Pero había más de una persona en dirección a la sala, ya que se oían, por lo menos, las pisadas de dos. A lo mejor alguien había oído los gritos llamando al médico y acudiría en su ayuda.
—Espero que pueda usted cambiar de opinión — dijo el doctor —. Aparte el deseo natural de ayudarle, está también la cuestión de las formalidades…
Blaine no oyó el resto, ya que los que venían habían abierto la puerta y entrado en la estancia.
Harriet Quimby, fría como el hielo, decía en aquel momento:
—Shep, ¿qué viento te ha traído hasta aquí? Hemos estado buscándote por todas partes. — Y telepáticamente sintió en su mente el latigazo de las palabras de la chica —: ¡Vamos! ¡Pronto!—Tienes que reclamarme (una mujer feroz arrastrándole sin ninguna ceremonia). Si lo haces, me dejarán marchar. Me encontraron inconsciente bajo unos sauces…
— (Un borracho que ha caído en el campo y que no puede levantarse, con el aspecto risible y asustado del hombre que se encuentra excesivamente bebido.)
—No, no es eso — le dijo Blaine —; me recogieron bajo los árboles, y todo el mundo creía que estaba muerto. El médico cree que hay algo en mí fuera de lo normal…
—Hay…
—Pero no lo que…
Y Godfrey Stone estaba entonces diciendo, suavemente, con amistoso acento y con una sonrisa medio preocupada v medio aliviada:
—Vaya, así has vuelto a lo de siempre Demasiado licor, supongo… Ya sabes lo que te dijo el médico…
—¡Al diablo! — protestó Blaine —. Sólo unos cuantos tragos… No era suficiente…
—Tía Edna ha estado como loca — dijo Harriet —. Se estaba imaginando toda suerte de desgracias. Ya sabes lo imaginativa que es. Estaba convencida de que te habías marchado por las buenas todo este tiempo…
¡Godfrey! ¡Godfrey! ¡Oh, Dios mío, tres años…!
—Ten calma, Shep. No hay tiempo ahora para eso. Tenemos que sacarte de aquí.
El doctor Wetmore dijo:
—¿Conocen ustedes a este hombre? ¿Es un pariente de ustedes?
—No, no somos parientes — repuso Stone —. Antiguos amigos. Su tía Edna…
—Bien, vamos — propuso Blaine.
Stone miró interrogativamente al médico y Wetmore afirmó con la cabeza.
—Deténganse en la recepción del hospital — dijo — y recojan el alta. Yo avisaré por teléfono. Les tomarán nota de sus nombres.
—Con mucho gusto — repuso Stone —. Y muchísimas gracias, doctor.
—No hay de qué.
Blaine se detuvo en la puerta y se volvió hacia el médico.
—Lo siento — dijo —. No le dije toda la verdad. Y no me siento orgulloso en absoluto de haberlo hecho así.
—Todos nosotros — contestó el doctor — tenemos momentos en los cuales no podemos sentirnos orgullosos. No es usted solo.
—Adiós, doctor.
—Hasta siempre — repuso Wetmore —. Y cuídese bien.
Recorrieron el largo corredor los tres amigos.
—¿Quién estaba en la otra cama? — preguntó Stone.

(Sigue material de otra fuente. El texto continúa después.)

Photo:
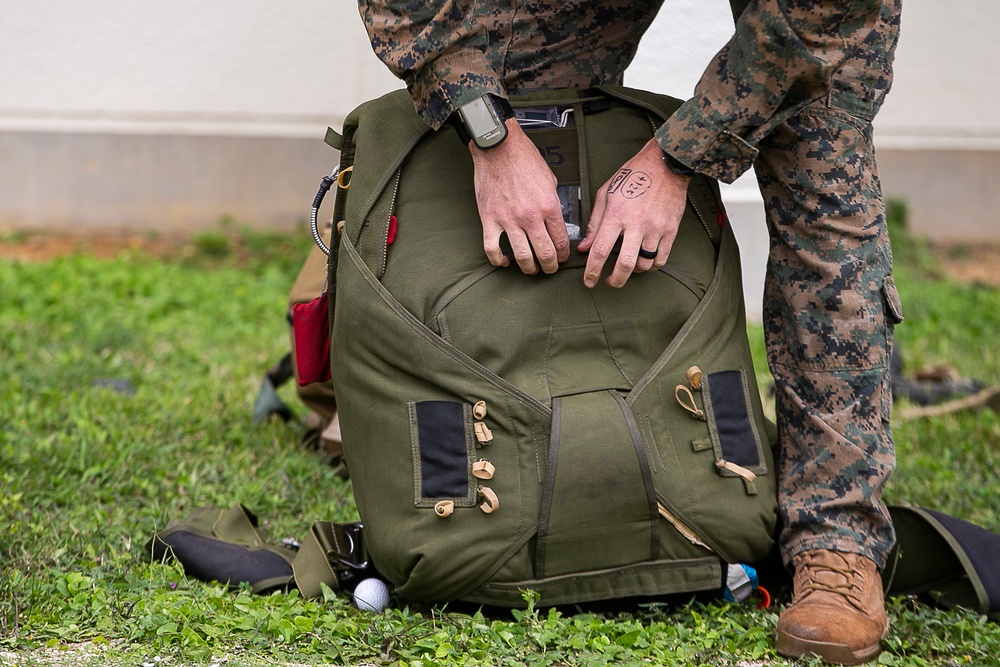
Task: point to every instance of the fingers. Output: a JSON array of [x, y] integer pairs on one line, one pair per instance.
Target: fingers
[[516, 194]]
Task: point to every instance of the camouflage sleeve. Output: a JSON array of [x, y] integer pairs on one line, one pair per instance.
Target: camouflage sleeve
[[436, 47], [782, 57]]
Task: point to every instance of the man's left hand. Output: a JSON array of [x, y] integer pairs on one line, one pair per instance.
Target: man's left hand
[[642, 203]]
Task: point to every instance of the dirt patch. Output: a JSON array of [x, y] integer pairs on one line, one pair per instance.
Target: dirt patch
[[969, 262]]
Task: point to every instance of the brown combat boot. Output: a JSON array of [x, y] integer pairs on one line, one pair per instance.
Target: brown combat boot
[[838, 612]]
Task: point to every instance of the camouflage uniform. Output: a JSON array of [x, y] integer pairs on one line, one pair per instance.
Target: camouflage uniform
[[793, 93]]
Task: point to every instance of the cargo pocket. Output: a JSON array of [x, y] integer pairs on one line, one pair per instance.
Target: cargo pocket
[[443, 453], [739, 450], [598, 504], [894, 316], [893, 306]]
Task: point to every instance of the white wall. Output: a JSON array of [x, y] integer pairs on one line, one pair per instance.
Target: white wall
[[233, 67], [288, 68]]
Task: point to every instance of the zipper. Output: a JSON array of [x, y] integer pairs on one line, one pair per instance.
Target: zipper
[[388, 223]]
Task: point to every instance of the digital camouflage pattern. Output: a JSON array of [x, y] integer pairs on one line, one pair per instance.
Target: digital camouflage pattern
[[793, 93]]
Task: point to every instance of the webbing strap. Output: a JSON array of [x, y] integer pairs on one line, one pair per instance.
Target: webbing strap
[[312, 563]]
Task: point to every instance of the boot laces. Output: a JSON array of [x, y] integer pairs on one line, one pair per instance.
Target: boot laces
[[846, 581]]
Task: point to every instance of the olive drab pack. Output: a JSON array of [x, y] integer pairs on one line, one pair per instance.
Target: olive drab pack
[[506, 431]]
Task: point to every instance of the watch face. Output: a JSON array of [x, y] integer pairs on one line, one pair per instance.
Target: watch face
[[483, 123]]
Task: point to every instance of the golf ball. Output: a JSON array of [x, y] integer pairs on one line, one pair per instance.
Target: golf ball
[[371, 595]]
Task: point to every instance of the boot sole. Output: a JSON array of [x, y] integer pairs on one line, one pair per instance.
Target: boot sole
[[841, 654]]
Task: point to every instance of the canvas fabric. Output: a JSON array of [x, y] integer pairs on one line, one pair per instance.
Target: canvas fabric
[[605, 485]]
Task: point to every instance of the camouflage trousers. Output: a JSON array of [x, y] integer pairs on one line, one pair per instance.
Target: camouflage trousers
[[829, 311]]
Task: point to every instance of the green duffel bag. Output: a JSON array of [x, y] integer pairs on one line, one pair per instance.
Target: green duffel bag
[[509, 432]]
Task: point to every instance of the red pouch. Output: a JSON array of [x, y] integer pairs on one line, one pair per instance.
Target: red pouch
[[311, 329]]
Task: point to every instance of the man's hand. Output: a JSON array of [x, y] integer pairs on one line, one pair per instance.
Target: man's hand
[[516, 193], [643, 204]]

—Un individuo llamado Riley.
—¡Riley!
—Un conductor de camión.
—¡Riley! Era el hombre que estábamos buscando. Por eso veníamos por ti…
Stone se detuvo y trató de volverse.
—Es inútil — dijo Blaine —. Está muerto.
—¿Y el camión?
—Destrozado. Se salió de la carretera.
—¡Oh, Godfrey! — gritó Harriet.
Stone le hizo un gesto con la cabeza.
—Es inútil, completamente inútil.
—¿Y qué va a pasar ahora?
—Lo veremos más tarde. Primero, salgamos de aquí cuanto antes.
Stone tomó a Blaine por el brazo.
—Una cosa, Stone. ¿Cómo es que Lambert Finn está mezclado en todo esto?
Y Stone repuso en voz alta.
—Lambert Finn es el hombre más peligroso que tiene hoy el mundo.